Logo: University of Southern California

Julie Higle Joins USC Viterbi to Lead Epstein Department

Newly named Industrial and Systems Engineering Department chair comes from success at Ohio State

January 16, 2012 —

USC Viterbi School of Engineering Dean Yannis C. Yortsos has announced the appointment of Julie Higle as chair of the school’s Daniel J. Epstein Department of Industrial and Systems Engineering. The appointment, effective January 1, 2012, has an expected term of three and a half years.

Higle
Julie Higle became chair of the Epstein Department effective January 1, 2012.
Higle comes to USC from The Ohio State University where she served as chair of the Integrated Systems Engineering Department for more than five years. Previously, she was professor of Systems and Industrial Engineering at the University of Arizona where she began her career after earning her Ph.D. in Industrial and Operations Engineering at the University of Michigan, Ann Arbor.

Her research interests inlcude developing stochastic programming models and algorithmic methods for decision making under uncertainty, with a recent focus in the area of stochastic modeling for health care applications. She serves on the editorial board of Operations Research Letters and is Senior Vice President for Academics for the Institute of Industrial Engineers, the largest professional society in the field.

Higle succeeds Stan Settles, who has served as department chair since July 2010.

“I am grateful to Stan for his leadership during the interim time period he chaired the department and for his leadership,” said Yortsos. “I am looking forward to working closely with Julie to advance the department to yet another level of excellence."

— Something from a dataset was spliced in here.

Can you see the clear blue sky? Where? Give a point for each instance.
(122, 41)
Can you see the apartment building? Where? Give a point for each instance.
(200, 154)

In 2002 San Diego real estate manager, developer, entrepreneur and alumnus (BSISE, '62) Daniel J. Epstein donated $11 million to name the department where he studied.

Epstein Department undergraduate degrees prepare students for work in engineering practice, technology commerce, related professional activities or serve as the intellectual foundation for further graduate or professional study. Faculty work in a wide range of areas, including industrial logistics, decision making and risk analysis, pattern recognition and health informatics. The graduate program in Systems Architecting and Engineering is a unique, nationally prominent collaboration with industry and other universities.